Plan social obligatoire: après les Etats, le Conseil national fait fausse route

17 avril 2013 Nouvelles

Après le Conseil des Etats, voici que le Conseil national vient d’accepter l’introduction d’un plan social obligatoire pour les entreprises d’une certaine taille. L’Union patronale suisse avait dénoncé cette mesure, qui va lourdement peser sur les décisions des grandes sociétés en matière de personnel. Elle redoute à présente ses effets pernicieux pour l’ensemble de la politique de l’emploi en Suisse.

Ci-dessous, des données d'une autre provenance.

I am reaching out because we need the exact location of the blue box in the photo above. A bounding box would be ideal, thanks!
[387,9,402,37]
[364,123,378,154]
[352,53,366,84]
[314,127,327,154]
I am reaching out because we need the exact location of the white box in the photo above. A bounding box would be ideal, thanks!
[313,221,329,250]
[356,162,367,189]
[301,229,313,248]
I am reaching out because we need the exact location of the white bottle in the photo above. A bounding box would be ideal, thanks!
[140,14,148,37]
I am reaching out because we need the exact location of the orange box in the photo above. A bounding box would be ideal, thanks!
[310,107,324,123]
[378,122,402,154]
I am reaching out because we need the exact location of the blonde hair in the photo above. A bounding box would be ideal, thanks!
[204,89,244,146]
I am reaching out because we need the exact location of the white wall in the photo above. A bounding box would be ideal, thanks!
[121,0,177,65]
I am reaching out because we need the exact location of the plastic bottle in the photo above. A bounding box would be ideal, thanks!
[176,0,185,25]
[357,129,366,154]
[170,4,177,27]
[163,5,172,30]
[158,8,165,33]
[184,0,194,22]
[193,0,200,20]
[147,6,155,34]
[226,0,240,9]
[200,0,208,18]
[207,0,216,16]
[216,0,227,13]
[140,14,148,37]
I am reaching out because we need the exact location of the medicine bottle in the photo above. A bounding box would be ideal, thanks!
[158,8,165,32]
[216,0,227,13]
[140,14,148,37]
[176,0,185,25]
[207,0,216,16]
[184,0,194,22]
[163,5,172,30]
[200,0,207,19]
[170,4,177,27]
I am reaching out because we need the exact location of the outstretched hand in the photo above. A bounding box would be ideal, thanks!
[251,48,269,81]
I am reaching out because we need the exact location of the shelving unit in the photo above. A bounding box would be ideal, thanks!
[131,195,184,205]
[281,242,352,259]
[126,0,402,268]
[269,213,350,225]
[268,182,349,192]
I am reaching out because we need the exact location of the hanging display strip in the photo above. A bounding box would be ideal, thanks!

Dans le cadre de la révision du régime d’assainissement dans la loi sur la poursuite pour dettes et la faillite (LP), le Conseil national s’est rallié au Conseil des Etats et a introduit un plan social obligatoire pour les entreprises comptant plus de 250 collaborateurs. Celles d’entre elles qui envisageront de licencier au moins 30 collaborateurs dans les 30 jours seront désormais tenues, aux termes des articles 335h à 335k, de négocier un plan social avec leurs salariés, autrement dit, prendre des mesures visant à éviter des congés, à en limiter le nombre et à en atténuer les conséquences. Suivant ses engagements pris dans le cadre d’une CCT, le grand employeur sera obligé de négocier un plan social avec les associations de travailleurs, la représentation des travailleurs ou directement avec les travailleurs. Si les parties ne parviennent pas à s’entendre, il appartiendrait à un tribunal arbitral de fixer le plan social, étant entendu que celui-ci ne devra pas compromettre la pérennité de l’entreprise.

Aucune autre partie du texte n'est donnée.